A Closer Look at Football, Futures, and Failures in Netflix’s ‘Last Chance U’

last chance u

At first inspiring and heartfelt, Netflix’s Last Chance U docuseries closed its second season as a reflection of human disparity, frustration, and lost hopes.

Set to the backdrop of Scooba, Mississippi, a dilapidated Southern town (population 697), hothead coach Buddy Stephens lead the hyper-successful Lions football team at the junior college (JUCO) East Mississippi Community College (EMCC). The series gave an unadulterated look at the coaches, counselors, and players of that school as they attempt to win, get out of Scooba, and grow as people.

Last Chance U Season 2

Image courtesy of Steve Dietl/Netflix

Now, I don’t watch college football because I can’t wrap my head around 19-year-olds being treated like untouchable Greek gods, but this gap in my knowledge made the situation at EMCC that much more bizarre (and binge-able).

EMCC Lions football, a seemingly insignificant JUCO, is at the top of the recruitment list for every Division 1 and SEC program in the country (aka the way young players eventually make it to the big stage and play for the NFL). Former EMCC players have gone on to be drafted by the Oakland Raiders, Philadelphia Eagles, Minnesota Vikings, Cleveland Browns, and Baltimore Ravens.

The only caveat to EMCC? None of the players want to be there.

It’s a boot camp of sorts for troubled young men who have been arrested (drugs, robbery, assault), kicked out of their D1 college, never made it to the program they wanted, or are fresh from high school looking for a stepping stone to the college show. Adding to the fire, we’re given raw glimpses into the heartbreaking upbringings of these young men, which include foster homes and violent loss. You root for these young men and want to see them succeed, mature, and smile.

Last Chance U Season 2

Image courtesy of Steve Dietl/Netflix

But, in this world, worth is measured by touchdowns and tackles.

These young men live to play football, and to a fault. A loss or injury on the field provokes a deep sense of inadequacy and apathy, making them ditch class, rebel against coaches, and simply stop trying. (We start the series with Coach Buddy having a three-year winning streak. Sure enough, losses ensue.) As viewers, we want to grab the TV and shout, “Skipping class doesn’t make it better!” Personal and football-related problems are taken out on school work and attendance — frustratingly, the things that will make the men eligible for graduation and a potential D1 offer.

Voyeuristically watching the bright, capable young gladiators of Last Chance U stumble into class without a pencil or paper and cuss-out their teacher for no apparent reason makes you bubble, but there’s Ms. Wagner to help us and help them.
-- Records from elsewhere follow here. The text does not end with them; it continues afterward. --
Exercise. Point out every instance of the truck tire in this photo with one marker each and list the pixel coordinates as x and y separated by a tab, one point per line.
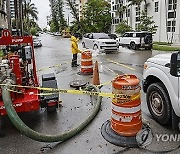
132	46
159	103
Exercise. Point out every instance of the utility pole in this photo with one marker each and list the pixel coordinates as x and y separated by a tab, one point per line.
8	14
16	13
20	17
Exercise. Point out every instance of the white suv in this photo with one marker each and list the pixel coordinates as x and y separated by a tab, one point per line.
161	83
136	40
99	41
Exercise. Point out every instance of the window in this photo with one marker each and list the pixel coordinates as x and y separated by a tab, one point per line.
127	12
137	19
156	6
171	26
171	14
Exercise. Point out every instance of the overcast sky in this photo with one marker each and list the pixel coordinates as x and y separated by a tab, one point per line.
44	11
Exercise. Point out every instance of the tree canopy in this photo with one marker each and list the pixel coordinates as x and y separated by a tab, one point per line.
96	16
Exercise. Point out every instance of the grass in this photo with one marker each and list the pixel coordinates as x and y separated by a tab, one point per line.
165	48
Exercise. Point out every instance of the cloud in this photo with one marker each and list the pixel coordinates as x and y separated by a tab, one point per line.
44	11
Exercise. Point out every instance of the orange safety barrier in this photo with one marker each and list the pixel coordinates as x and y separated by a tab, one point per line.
86	62
126	114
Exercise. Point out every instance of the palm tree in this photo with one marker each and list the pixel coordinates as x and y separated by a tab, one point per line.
30	11
30	15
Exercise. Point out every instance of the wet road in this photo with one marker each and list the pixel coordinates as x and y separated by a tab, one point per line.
75	108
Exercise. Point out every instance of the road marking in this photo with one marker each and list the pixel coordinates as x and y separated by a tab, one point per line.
121	64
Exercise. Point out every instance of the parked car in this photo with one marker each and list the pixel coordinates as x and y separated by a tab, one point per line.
136	40
162	87
99	41
37	42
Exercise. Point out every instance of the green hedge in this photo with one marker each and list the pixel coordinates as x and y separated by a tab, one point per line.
165	48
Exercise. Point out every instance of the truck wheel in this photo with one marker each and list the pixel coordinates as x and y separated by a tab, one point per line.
133	46
83	45
159	103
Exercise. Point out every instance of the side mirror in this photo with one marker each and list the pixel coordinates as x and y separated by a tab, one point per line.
175	64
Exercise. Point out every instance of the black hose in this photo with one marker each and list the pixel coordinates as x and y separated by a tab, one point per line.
21	126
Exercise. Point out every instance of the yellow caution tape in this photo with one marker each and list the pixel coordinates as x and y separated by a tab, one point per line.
121	64
80	92
57	65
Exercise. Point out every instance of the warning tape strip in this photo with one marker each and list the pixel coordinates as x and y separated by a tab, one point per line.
57	65
121	64
103	94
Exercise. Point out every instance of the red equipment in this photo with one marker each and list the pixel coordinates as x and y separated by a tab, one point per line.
20	67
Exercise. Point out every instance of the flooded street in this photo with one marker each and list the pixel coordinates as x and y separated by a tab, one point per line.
55	57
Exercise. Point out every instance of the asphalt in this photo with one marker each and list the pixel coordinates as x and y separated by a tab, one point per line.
75	108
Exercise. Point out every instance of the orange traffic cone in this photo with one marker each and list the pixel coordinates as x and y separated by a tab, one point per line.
95	80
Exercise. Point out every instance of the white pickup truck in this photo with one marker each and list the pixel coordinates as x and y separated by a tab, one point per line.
161	83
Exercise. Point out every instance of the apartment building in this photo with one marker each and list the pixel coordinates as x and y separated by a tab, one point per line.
166	14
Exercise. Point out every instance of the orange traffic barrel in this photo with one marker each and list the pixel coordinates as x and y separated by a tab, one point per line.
126	111
86	63
125	127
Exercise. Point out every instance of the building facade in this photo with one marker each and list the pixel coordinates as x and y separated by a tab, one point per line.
3	15
165	13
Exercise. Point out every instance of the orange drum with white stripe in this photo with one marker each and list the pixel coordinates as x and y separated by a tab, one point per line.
86	62
126	111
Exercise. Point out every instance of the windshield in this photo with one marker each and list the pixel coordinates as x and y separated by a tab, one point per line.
100	36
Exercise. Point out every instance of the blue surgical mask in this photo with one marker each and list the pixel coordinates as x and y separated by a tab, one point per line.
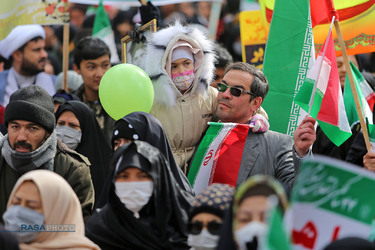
17	216
70	136
249	231
203	241
134	195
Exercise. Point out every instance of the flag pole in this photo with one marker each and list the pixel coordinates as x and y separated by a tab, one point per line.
352	85
214	19
320	68
65	53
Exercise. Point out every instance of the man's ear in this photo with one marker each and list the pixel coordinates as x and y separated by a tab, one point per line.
256	102
17	55
76	69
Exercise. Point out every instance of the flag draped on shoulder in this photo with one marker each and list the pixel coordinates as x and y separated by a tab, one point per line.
365	94
102	29
289	54
218	156
321	93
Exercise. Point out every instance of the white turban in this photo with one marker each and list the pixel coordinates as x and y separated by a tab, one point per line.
18	37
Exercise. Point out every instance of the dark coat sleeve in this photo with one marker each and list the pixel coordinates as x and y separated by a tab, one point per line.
75	169
357	150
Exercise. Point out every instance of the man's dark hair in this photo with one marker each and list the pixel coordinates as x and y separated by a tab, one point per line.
35	39
89	48
259	86
223	56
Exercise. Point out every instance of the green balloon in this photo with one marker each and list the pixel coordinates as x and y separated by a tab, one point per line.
125	88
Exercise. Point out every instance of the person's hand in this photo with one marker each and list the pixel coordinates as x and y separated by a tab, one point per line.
143	2
259	124
304	136
369	161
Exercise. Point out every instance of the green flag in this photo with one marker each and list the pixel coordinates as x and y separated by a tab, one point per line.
362	88
102	29
289	54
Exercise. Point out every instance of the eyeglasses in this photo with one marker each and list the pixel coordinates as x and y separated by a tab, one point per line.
234	91
196	227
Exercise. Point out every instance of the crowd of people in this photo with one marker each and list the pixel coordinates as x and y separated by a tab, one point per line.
123	184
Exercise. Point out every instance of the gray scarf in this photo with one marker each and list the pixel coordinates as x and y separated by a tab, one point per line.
42	157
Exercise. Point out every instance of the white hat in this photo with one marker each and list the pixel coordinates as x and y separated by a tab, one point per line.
18	37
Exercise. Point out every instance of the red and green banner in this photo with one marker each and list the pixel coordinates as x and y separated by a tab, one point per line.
329	201
218	156
102	29
365	94
289	55
321	96
20	12
357	18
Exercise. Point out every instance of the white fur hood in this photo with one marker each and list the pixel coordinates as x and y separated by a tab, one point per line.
158	49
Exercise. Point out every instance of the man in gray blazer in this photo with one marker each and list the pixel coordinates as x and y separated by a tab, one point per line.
241	93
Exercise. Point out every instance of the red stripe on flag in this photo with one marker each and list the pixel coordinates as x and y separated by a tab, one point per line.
371	100
329	109
228	157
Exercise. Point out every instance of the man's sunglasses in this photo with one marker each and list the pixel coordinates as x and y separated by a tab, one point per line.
196	227
234	91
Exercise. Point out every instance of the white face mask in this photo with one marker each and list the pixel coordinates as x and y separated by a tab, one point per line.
183	80
134	195
203	241
248	232
237	48
70	136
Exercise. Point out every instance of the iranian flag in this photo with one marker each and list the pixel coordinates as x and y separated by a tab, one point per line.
102	29
289	54
329	201
321	95
365	95
218	157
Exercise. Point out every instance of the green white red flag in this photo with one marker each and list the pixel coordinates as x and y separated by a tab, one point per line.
365	94
325	100
218	156
289	54
102	29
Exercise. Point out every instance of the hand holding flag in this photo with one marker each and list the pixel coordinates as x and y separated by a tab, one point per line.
322	96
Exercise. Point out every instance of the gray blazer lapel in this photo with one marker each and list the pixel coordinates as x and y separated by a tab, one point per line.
249	156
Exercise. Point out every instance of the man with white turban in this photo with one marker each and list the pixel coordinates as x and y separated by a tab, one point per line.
24	45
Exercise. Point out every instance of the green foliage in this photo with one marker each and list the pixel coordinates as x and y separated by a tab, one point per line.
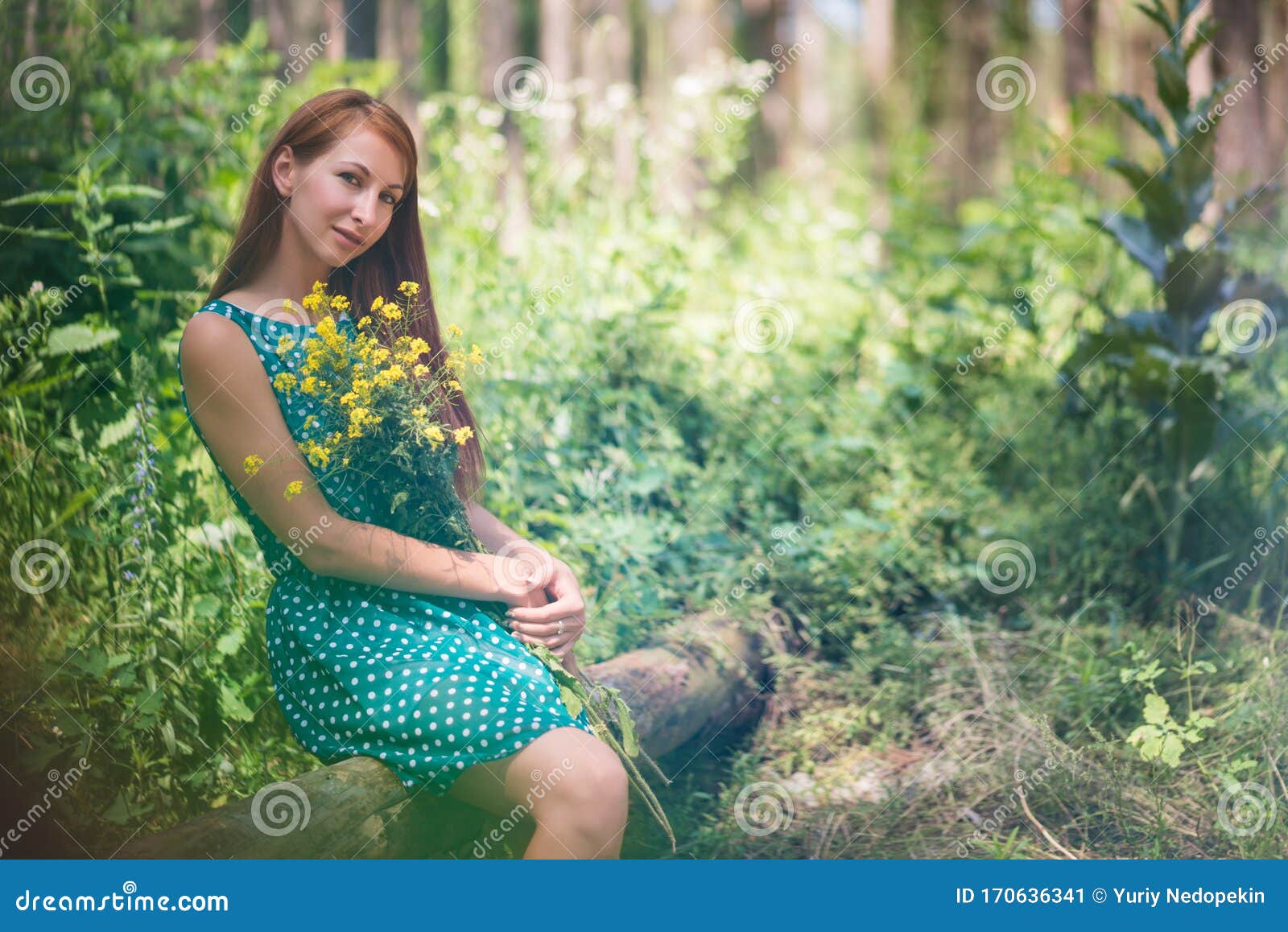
1158	357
The heroine of Last Chance U and academic counselor for the entire football team, Brittany Wagner has every player’s cell number, ensures they have school supploes, lets them vent in her office, drives to their dorms for a heart-to-heart when they consider dropping out, and generally gives us hope in humanity. She is the heart and soul of Last Chance U — just wait for the scene where her and Ronald Ollie learn his final grade.

Last Chance U Season 2

Image courtesy of Steve Dietl/Netflix

As a single mother living in Scooba, she devotes her life to ensuring these young men graduate and go on to programs suited both for their football aspirations and personalities/mental conflictions. However, in the last episode of season two, Ms. Wagner leaves EMCC.

In fact, the entire program seems to crumble in the second season. After season one aired, everyone was reflective on their bad behaviors, especially Coach Buddy, who seeks to stop cursing and be more empathetic to his players. A new crop of players take the field dreaming of success. There’s a bright glimmer of new hope. Then prospects of growth come crashing down as old habits and bad attitudes prevail.

Perhaps the hardest part of watching Last Chance U (although I definitely recommend it), is our inclination to Google the players and whether their triumphant acceptance into the D1 school of their dreams ended up successful. The headline you’ll find most often is about on player Isaiah Wright, who we followed in both seasons. Wright has been accused of murder of an 18-year-old man. Other players have been benched, and a few gave up football altogether.

A third season has been announced; it won’t take place in Scooba, but at a JUCO in Kansas. To be honest, we couldn’t watch another year at EMCC. This story only survives if there are physical and spiritual triumphs, and lately (however real) it’s been a tale of defeat.